Japanese companies are also benefitting from a reform agenda which has gained significant momentum this year. Reforms include more active minority shareholders and more oversight of poor performing management, as well as signs of better capital allocation, including non-core asset disposals, rising buybacks and dividends. Such measures are helping improve returns on Japanese equities.
Business activity remains resilient despite trade disruptions, reflecting steady service sector momentum
At the same time, surveys of business activity have been comparatively resilient despite trade disruptions, reflecting steady momentum in the service sector, while banks are benefiting from a rising interest rate scenario. Exporters, particularly carmakers, aggressively cut their prices in the second quarter to retain market share but, with the tariff rate set to fall in mid-September, this will probably reverse.
We remain overweight in Japanese equities
We maintain a neutral portfolio positioning in developed market equities globally, however we are positive on Japanese stocks. After years of foreign investors shunning the Japanese stock market, we expect to see their gradual return. Japanese stocks offer portfolios exposure to cyclical sectors like autos and tech hardware, sectors, which should perform well in our base scenario of slowing global growth without a US recession. Within our Japanese equity allocations, we favour financials and beneficiaries of corporate reforms.
Of course, we closely monitor the risks. These include political uncertainties, and the danger that investors are too complacent about rising yields, or that the BoJ may yet prove too cautious on tackling inflation. Any subsequently aggressive monetary tightening could damage growth and earnings.
Political challenges and a new PM
On the first – political – risk, Prime Minister Shigeru Ishiba’s resignation on 7 September has sparked a leadership contest within his Liberal Democratic Party. Our base case is that the winner, due to be announced on 4 October, will become the new premier. This political instability has compounded an upward shift in Japanese government bond (JGB) yields this year, refocussing markets on Japan’s fiscal challenges and high levels of public debt, with many long-dated bonds at, or close to, record highs.

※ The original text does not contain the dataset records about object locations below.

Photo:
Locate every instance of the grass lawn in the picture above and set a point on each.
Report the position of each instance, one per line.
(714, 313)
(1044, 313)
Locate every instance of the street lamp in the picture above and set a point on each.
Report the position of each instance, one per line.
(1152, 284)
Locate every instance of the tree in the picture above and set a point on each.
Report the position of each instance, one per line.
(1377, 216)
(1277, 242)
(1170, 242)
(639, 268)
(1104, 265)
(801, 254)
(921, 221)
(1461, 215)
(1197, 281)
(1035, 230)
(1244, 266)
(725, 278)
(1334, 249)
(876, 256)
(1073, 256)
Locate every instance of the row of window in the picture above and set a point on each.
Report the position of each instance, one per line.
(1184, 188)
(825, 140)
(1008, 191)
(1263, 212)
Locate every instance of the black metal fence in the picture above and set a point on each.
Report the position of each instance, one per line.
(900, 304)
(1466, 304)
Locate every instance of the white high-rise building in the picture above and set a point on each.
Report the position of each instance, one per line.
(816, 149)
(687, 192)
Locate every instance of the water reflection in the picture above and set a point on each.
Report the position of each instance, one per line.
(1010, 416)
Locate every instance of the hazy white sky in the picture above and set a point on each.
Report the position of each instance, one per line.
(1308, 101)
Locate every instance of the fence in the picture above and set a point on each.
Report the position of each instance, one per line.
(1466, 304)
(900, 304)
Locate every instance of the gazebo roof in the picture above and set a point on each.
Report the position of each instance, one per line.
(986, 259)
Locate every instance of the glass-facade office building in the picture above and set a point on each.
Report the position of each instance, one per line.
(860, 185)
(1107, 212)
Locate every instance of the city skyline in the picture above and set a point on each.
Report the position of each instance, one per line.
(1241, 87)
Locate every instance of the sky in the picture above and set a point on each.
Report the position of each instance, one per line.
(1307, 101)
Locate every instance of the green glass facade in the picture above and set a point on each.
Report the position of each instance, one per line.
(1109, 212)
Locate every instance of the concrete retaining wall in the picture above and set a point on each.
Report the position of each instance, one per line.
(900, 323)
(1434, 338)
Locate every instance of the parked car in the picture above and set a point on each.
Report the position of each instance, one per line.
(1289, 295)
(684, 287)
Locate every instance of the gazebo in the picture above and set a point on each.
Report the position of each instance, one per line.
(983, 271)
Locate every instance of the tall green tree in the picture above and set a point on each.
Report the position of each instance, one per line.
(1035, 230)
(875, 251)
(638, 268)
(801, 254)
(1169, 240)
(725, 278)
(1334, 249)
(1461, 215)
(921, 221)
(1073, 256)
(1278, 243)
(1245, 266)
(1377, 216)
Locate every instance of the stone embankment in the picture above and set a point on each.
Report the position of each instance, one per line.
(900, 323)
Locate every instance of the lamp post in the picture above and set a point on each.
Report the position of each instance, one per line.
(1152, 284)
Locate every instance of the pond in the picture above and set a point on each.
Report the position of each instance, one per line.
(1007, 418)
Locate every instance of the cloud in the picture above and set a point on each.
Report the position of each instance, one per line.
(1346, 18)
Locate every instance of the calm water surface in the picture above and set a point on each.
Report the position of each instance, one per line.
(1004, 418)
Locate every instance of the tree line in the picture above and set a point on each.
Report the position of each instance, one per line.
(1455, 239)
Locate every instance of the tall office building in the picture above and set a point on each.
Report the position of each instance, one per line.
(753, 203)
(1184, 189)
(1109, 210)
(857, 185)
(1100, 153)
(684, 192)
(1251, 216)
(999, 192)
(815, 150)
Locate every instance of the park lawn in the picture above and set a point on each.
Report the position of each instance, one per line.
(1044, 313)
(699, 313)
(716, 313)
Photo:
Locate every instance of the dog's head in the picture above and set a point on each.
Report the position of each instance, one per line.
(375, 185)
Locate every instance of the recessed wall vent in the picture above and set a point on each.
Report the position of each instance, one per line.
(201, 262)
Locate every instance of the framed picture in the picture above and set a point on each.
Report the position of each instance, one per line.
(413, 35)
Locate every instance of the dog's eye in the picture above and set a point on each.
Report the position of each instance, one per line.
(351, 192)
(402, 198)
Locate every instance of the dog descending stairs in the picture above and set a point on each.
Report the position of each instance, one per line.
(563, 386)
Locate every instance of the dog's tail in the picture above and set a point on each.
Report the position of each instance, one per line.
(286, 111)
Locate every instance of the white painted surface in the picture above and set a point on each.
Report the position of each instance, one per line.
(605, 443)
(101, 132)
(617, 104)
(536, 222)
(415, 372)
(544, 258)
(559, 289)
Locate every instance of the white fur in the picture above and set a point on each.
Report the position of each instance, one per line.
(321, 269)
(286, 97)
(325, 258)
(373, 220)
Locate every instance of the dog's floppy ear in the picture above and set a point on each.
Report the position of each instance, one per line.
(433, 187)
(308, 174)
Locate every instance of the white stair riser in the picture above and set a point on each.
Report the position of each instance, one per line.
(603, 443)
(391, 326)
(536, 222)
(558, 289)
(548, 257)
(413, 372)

The current frontrunners to become prime minister are conservative hardliner Sanae Takaichi, and Shinjiro Koizumi, who holds more moderate views than his father, former Japanese PM Junichiro Koizumi. Mr Koizumi junior would represent more policy continuity, yet Mrs Takaichi favours expansionary fiscal and monetary policies which could further pressure yields.
We think risks over Japan’s debt have been overstated
A period of weak prime ministers now seems likely, and managing multi-party dynamics may in any case drive a modest setback in Japan’s fiscal balance. While radical stimulus is unlikely, the ruling Liberal Democratic Party and its coalition partner are likely to use cash handouts and a temporary cut on value-added food taxes to cement a new coalition framework.
However, we think risks over Japan’s debt have been overstated. The country’s fiscal deficit has been narrowing substantially in recent quarters, while its net savings and current account surplus means it is well able to fund its debt domestically.
Sustained inflation pressures BoJ
We do, however, see some further temporary upside risks to Japanese government bond (JGB) yields, given persistent inflationary pressures. Headline inflation of 3.1% in July was slightly above expectations and remains well above the BoJ’s 2% target. We expect above-target inflation to persist for the remainder of the year and into 2026. Despite positive wage growth, there is growing discontent with the rising cost of living.
Should the market price-in two full additional BoJ hikes, we would see this as an opportunity to re-invest in JGBs
In our view, the BoJ is likely to hold out on its next interest rate hike until January 2026, with a gradual slowing in its bond purchases, especially in light of recent bond market turmoil.
Should the market price-in two full additional BoJ hikes, we would see this as an opportunity to re-invest in JGBs at more compelling valuations. Meanwhile, rising yields and declining hedging costs may yet spark a wave of capital repatriation, including from US Treasuries, a risk we are monitoring closely, but see little sign of yet. Rapid changes in the behaviour of Japanese investors, who hold an estimated USD 3 trillion in foreign assets, could then have profound implications across other markets.
Finally, we expect a weakening dollar and Fed easing at a time when the BoJ is tightening policy to be the primary driver behind some medium-term strengthening for the yen. Our 12-month USDJPY target remains 140.